[Teaser] Rumah Besar

Start from the beginning
                                    

"As your wish, Lady," ujar Sebastien mengedipkan sebelah matanya padaku. Oh, ya, hanya Sebastien yang bisa kuajak bicara karena aku tak bisa banyak bicara dengan suami irit bicaraku ini.

Sebastien sudah puluhan tahun mengabdi di keluarga ini. Pria 61 tahun yang berkebangsaan Prancis itu juga membuatku merasa memiliki teman di sini. Dia bahkan ikut andil dalam pernikahanku dengan Akira. Sangat besar.

Aku tersentak dari lamunanku saat kurasakan sebuah lengan kukuh tiba-tiba melingkar di pinggangku. Dia menarikku menempel ke tubuhnya dengan posesif.

"Bersikaplah sewajarnya," bisiknya rendah di dekat telingaku.

Aku bisa melihat dari sudut mataku Sebastien mengatupkan bibirnya rapat lalu menunduk. Kutebak pasti menahan senyum geli melihat sikap tak biasa Tuan Muda-nya ini. Sepertinya aku harus lebih bersabar dengan sifat bunglon suamiku ini. Ya, setidaknya hanya di depan keluarganya. Kami memasuki ruang utama yang sedemikian rupa disulap oleh para pelayan menjadi ruang makan besar berhias bunga mawar segar berwarna-warni. Oh, ini kesukaan Obaa-chan, Nenek Akira.

Senyumku terkembang melihat Kakek dan Nenek yang sudah duduk di kursi paling ujung meja makan panjang. Raut wajah Kakek datar saat melihat suamiku. Berbeda dengan Nenek yang langsung tersenyum lebar dan melambai padaku.

"Selamat malam, kami sedikit terlambat," sapa Akira datar. Kami ber-ojigi.

Para paman dan bibi Akira sudah duduk di meja seberang. Sisi terpisah khusus bagi para tetua. Sisi satunya untuk para muda. Aku merasa seperti disidang dengan tatapan mereka. Para sepupu Akira mengambil tempat di samping kami. Aku duduk di kursi dekat Nenek yang langsung menatapku teduh. Sejak awal bertemu, Nenek sangat menyayangiku.

Keluarga Shimizu memang terkenal dengan aset dan kekayaannya yang tidak akan habis hingga beberapa dekade ke depan.

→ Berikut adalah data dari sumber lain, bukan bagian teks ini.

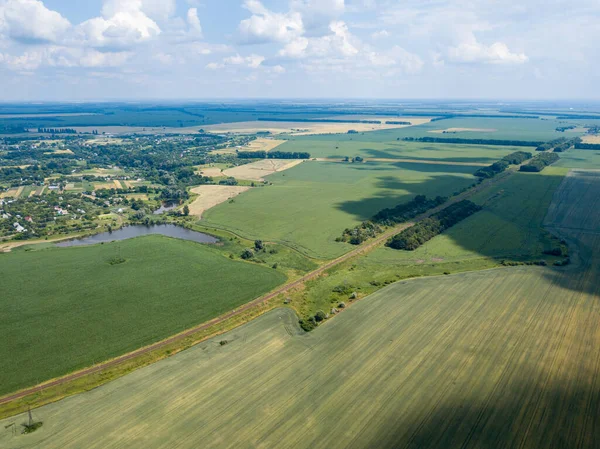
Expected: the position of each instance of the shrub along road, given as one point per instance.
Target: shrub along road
(368, 246)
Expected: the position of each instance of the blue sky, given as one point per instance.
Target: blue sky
(177, 49)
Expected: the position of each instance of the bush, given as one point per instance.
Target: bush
(307, 325)
(539, 162)
(413, 237)
(247, 254)
(320, 316)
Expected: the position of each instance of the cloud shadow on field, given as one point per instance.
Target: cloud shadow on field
(364, 208)
(400, 153)
(510, 226)
(565, 420)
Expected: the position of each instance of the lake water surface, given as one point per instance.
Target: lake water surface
(129, 232)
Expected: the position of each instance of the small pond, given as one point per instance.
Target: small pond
(129, 232)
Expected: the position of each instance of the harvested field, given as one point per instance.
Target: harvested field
(496, 359)
(411, 161)
(103, 185)
(257, 170)
(10, 193)
(591, 138)
(60, 152)
(304, 128)
(460, 130)
(210, 196)
(263, 144)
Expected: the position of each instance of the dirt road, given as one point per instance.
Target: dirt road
(281, 290)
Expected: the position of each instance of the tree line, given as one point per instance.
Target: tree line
(57, 130)
(587, 146)
(389, 217)
(413, 237)
(539, 162)
(516, 158)
(558, 145)
(458, 140)
(273, 155)
(317, 120)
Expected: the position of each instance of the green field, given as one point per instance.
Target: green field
(311, 204)
(494, 359)
(503, 128)
(68, 308)
(510, 227)
(339, 146)
(587, 159)
(510, 224)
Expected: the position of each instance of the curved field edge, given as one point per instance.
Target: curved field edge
(310, 205)
(470, 360)
(305, 305)
(439, 361)
(69, 308)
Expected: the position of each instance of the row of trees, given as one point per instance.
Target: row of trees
(57, 130)
(559, 145)
(458, 140)
(317, 120)
(587, 146)
(273, 155)
(539, 162)
(413, 237)
(389, 217)
(516, 158)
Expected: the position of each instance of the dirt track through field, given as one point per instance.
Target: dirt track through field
(281, 290)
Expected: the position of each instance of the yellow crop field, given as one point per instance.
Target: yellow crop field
(501, 358)
(256, 171)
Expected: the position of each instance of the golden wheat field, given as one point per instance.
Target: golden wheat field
(503, 358)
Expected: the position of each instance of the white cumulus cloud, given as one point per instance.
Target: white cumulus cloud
(31, 21)
(475, 52)
(267, 26)
(123, 23)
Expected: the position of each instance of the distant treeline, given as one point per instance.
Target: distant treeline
(458, 140)
(578, 117)
(587, 146)
(317, 120)
(516, 158)
(559, 145)
(406, 211)
(562, 129)
(388, 217)
(57, 130)
(11, 129)
(539, 162)
(413, 237)
(272, 155)
(449, 116)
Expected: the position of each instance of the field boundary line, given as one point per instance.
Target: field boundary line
(256, 302)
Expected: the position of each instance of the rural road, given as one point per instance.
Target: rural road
(281, 290)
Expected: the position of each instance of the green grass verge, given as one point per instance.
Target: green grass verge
(472, 359)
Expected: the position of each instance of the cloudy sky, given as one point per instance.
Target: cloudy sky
(176, 49)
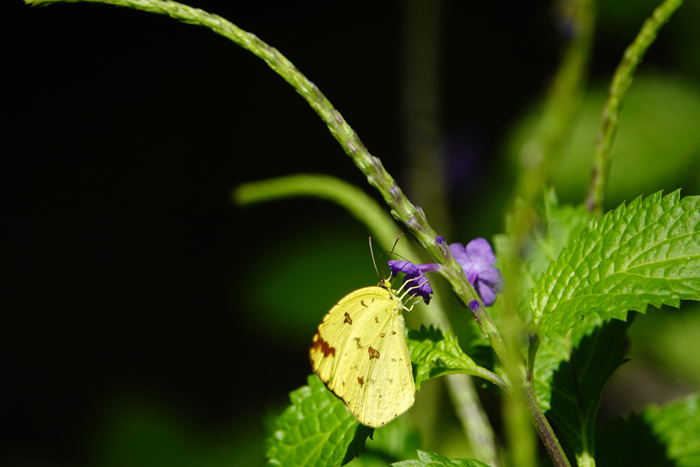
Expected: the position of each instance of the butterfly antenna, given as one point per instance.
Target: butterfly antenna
(373, 261)
(391, 253)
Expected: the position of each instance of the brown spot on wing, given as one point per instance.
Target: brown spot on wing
(322, 345)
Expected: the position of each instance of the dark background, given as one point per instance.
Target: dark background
(128, 276)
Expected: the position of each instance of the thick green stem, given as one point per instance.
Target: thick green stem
(616, 95)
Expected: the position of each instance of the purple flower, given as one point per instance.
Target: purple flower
(477, 260)
(415, 273)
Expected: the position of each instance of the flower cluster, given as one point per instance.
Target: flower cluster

Relasi dari luar negeri juga menambah pengaruh bisnis keluarga ini.

"Kau sudah datang rupanya, Akira," sapa Satsuki, menantu laki-laki di keluarga ini sekaligus suami Yuki-sepupu Akira. Pria Jepang itu tersenyum simpul. Dari caranya menyapa, terlihat jelas sekali dia tidak begitu akrab pada suamiku.

"Selamat malam, Akira, Hara-chan." Setidaknya Yuki tersenyum lebar ke arahku. Yuki memang lebih muda dari Akira, tapi aku tak tahu kenapa dia suka sekali memanggil Akira tanpa embel-embel 'kak'. Aku tersenyum membalasnya. Kulihat keluarga besar suamiku sudah berkumpul.

Kakek Itou dan Nenek Masako yang meskipun sudah di usia senja masih terlihat sangat sehat dan bugar duduk dengan kharisma bagai bangsawan dengan kimono mereka.

Bibi Ako, anak perempuan tertua keluarga ini ditemani suaminya, Paman Hiroshi, memiliki putri semata wayangnya, Keiko beserta suaminya Minamoto Shinji. Oh, Keiko dan Minamoto-san tak bisa hadir karena sedang berada di Washington DC. Mereka memiliki anak laki-laki menggemaskan, Yukio.

Bibi Mako, kembaran Bibi Ako ditemani paman Nishio suaminya, memiliki tiga anak yaitu Yuki, Yuri dan Yui yang masih bersekolah.

"Whoaa! Paman Akira!" seru Yukio, anak laki-laki berumur enam tahun itu menubruk Akira. Aku heran kenapa anak itu begitu mengidolakannya.

Aku melirik Akira, menunggu reaksinya. Di luar dugaan, Akira mendudukkan Yukio di pangkuannya dan mengacak-acak rambutnya. Membuat si pemilik rambut mengerucutkan bibir kesal. Oh, Akira cukup menyukai anak-anak? Entah kenapa hal kecil itu membuat dadaku sedikit berdesir.

"Kembali ke tempat dudukmu," perintah Akira rendah. Aku cukup sadar untuk mengalihkan perhatianku daripada terpesona padanya.

"Un." Yukio menurut dan turun kembali berlari ke kursinya.